The more sharp-eyed amongst you will see the inherent problem in this. As stated earlier the OEM retains the Intellectual Property rights to the product and might not be willing to share certain information with the VM. If the VM can’t comply with the NB and the OEM refuses to provide full technical files the product will fail to get CE certification and must be withdrawn, or the VM must agree to act purely as a distributor.

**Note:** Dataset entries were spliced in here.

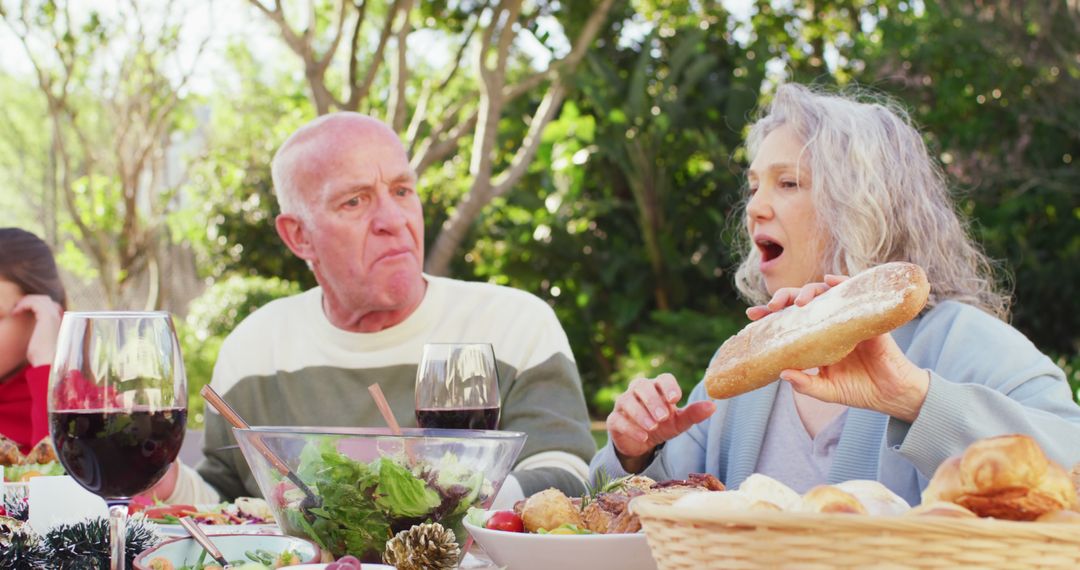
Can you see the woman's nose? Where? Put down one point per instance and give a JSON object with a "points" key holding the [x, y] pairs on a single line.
{"points": [[758, 206]]}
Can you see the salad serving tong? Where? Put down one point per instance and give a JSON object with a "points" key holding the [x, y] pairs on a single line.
{"points": [[204, 541]]}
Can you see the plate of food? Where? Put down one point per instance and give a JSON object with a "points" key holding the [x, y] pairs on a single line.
{"points": [[246, 515], [598, 530], [17, 467]]}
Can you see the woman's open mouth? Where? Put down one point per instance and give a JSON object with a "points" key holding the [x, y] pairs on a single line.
{"points": [[769, 248]]}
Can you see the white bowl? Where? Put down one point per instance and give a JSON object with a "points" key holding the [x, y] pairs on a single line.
{"points": [[185, 551], [523, 551]]}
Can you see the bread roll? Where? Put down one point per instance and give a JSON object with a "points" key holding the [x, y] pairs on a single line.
{"points": [[1075, 475], [709, 502], [822, 331], [941, 509], [1060, 516], [9, 452], [43, 452], [550, 509], [764, 488], [828, 499], [877, 498], [1007, 477]]}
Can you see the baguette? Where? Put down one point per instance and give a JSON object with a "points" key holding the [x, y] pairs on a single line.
{"points": [[821, 333]]}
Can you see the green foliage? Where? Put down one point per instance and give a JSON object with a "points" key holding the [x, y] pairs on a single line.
{"points": [[677, 342], [632, 188], [230, 217], [995, 91], [211, 317]]}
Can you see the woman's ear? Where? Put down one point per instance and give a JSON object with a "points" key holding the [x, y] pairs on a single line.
{"points": [[292, 230]]}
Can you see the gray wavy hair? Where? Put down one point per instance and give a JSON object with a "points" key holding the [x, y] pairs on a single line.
{"points": [[878, 195]]}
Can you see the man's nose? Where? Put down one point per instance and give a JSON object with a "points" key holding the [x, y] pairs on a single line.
{"points": [[389, 216]]}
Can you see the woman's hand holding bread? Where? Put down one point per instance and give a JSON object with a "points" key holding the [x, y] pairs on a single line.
{"points": [[646, 416], [876, 375]]}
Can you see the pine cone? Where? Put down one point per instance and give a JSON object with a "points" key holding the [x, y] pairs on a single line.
{"points": [[427, 546]]}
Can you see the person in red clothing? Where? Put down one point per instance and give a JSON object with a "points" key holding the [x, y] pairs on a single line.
{"points": [[31, 303]]}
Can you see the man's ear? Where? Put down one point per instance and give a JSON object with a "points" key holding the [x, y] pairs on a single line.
{"points": [[292, 231]]}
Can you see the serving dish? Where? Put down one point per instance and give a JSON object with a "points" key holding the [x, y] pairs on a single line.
{"points": [[523, 551], [185, 551]]}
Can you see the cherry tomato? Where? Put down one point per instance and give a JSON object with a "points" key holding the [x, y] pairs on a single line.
{"points": [[507, 520]]}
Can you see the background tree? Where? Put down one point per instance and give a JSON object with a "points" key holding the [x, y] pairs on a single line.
{"points": [[111, 108], [439, 117]]}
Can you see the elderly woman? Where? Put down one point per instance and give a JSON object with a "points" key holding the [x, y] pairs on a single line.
{"points": [[837, 186]]}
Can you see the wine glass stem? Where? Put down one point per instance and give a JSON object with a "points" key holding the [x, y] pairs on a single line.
{"points": [[118, 534]]}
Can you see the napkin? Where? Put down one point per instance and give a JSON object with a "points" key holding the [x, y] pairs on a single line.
{"points": [[59, 501]]}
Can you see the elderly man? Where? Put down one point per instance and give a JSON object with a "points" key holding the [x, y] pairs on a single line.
{"points": [[350, 209]]}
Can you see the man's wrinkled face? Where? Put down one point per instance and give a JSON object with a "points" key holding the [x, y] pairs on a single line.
{"points": [[363, 219]]}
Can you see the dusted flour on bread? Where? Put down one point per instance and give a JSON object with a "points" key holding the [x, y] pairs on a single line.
{"points": [[822, 331]]}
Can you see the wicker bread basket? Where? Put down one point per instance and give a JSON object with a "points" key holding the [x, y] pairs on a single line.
{"points": [[770, 540]]}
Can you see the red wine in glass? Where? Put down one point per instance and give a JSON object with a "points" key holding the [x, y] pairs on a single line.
{"points": [[457, 387], [117, 406], [118, 453], [458, 418]]}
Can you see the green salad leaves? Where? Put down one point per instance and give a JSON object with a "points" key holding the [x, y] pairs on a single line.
{"points": [[365, 503]]}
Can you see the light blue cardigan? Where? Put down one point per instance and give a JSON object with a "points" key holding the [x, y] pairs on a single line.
{"points": [[986, 379]]}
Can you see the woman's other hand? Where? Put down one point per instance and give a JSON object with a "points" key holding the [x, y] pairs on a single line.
{"points": [[875, 376], [46, 324], [646, 416]]}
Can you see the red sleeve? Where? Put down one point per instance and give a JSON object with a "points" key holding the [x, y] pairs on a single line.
{"points": [[37, 380]]}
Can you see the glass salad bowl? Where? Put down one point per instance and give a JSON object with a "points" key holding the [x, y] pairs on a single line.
{"points": [[367, 484]]}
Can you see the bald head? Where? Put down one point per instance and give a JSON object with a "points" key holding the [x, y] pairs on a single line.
{"points": [[309, 151]]}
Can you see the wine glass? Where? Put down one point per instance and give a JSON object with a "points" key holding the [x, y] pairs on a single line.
{"points": [[457, 387], [117, 406]]}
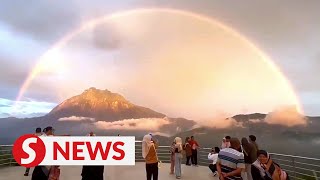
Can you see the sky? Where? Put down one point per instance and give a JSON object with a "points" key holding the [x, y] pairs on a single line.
{"points": [[172, 63]]}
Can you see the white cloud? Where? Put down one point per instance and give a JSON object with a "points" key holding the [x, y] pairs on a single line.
{"points": [[23, 109], [161, 134], [151, 124], [75, 118], [255, 120], [220, 123], [287, 116]]}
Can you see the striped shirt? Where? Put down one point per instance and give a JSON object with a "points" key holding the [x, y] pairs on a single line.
{"points": [[231, 159]]}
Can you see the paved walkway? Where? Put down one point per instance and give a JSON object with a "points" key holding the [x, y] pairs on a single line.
{"points": [[136, 172]]}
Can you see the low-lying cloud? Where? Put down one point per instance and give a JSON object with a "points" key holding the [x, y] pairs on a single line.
{"points": [[76, 118], [255, 120], [288, 116], [150, 124], [24, 109], [220, 123]]}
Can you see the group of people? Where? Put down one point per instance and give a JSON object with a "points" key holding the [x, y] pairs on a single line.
{"points": [[244, 160], [177, 149], [44, 172], [235, 160]]}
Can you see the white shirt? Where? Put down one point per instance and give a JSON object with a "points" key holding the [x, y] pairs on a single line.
{"points": [[213, 157]]}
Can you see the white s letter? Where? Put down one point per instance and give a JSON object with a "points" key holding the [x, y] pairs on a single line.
{"points": [[26, 148]]}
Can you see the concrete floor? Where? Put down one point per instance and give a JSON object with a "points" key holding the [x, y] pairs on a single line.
{"points": [[136, 172]]}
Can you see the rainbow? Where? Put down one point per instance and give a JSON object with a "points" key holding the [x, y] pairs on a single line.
{"points": [[96, 21]]}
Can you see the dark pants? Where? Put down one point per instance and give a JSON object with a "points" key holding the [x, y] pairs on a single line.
{"points": [[38, 174], [188, 160], [152, 171], [194, 158], [92, 172], [213, 168]]}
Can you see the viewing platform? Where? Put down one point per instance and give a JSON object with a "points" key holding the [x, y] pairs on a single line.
{"points": [[136, 172], [298, 168]]}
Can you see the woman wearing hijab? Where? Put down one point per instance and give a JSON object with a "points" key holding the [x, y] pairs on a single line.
{"points": [[225, 142], [178, 156], [149, 153], [172, 157], [265, 169], [249, 156], [187, 147]]}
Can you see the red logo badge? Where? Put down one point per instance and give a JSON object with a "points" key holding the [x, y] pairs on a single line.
{"points": [[29, 150]]}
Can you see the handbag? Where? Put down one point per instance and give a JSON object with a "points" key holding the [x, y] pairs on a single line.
{"points": [[54, 173]]}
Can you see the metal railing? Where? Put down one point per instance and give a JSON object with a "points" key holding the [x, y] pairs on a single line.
{"points": [[298, 168]]}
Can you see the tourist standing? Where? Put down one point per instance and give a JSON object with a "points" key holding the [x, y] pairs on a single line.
{"points": [[194, 145], [188, 150], [92, 172], [37, 133], [172, 157], [225, 142], [249, 155], [213, 156], [230, 161], [265, 169], [178, 156], [149, 153]]}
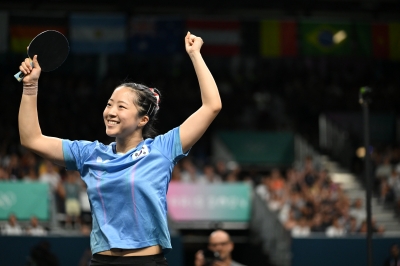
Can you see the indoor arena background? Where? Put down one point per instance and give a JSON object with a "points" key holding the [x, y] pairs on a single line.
{"points": [[282, 166]]}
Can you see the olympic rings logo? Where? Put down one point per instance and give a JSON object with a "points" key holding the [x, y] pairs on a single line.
{"points": [[7, 199]]}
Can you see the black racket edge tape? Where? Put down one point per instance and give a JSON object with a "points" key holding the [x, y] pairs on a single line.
{"points": [[52, 49]]}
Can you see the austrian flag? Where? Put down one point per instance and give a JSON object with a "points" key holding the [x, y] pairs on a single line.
{"points": [[221, 37]]}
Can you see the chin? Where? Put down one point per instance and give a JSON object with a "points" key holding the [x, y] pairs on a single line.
{"points": [[111, 134]]}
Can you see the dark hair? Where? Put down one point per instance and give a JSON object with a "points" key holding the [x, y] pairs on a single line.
{"points": [[147, 104]]}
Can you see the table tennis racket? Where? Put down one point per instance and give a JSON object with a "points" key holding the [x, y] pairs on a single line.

L-R: Phil Brown, Martin Penver, Edmund Proffitt, and the MHRA team: Graeme Tunbridge, Rob Higgins, and Dhruti Patel
The day ended with a talk by LRQA’s Martin Penver, an NB of long standing. He went into more detail about NB’s unannounced visits than we need to consider here, but he approached the subject of cost. The VM’s OEM must be visited, he explained, to assess the quality of manufacture and its quality management systems. If the OEM is in China they must be visited, and the cost is reflected in the fee. Assessment starts with raw materials and ends with the finished product, he said, and the costs of assessment are only going to go up. His advice is to forget becoming a VM and become a branded distributor, the manufacturer’s name and details would need to be on the branding – but much smaller than the distributor’s. All it needs is the for the OEM’s details to be readable, not obvious. He lamented the amount of work he and his men were doing to meet the current VM demand, and distributors have none of the NB costs faced by VMs. He urged those considering entering the VM arena to rethink and take the distributor route, meaning less work for him, less cost for the company, less regulation, and no liability.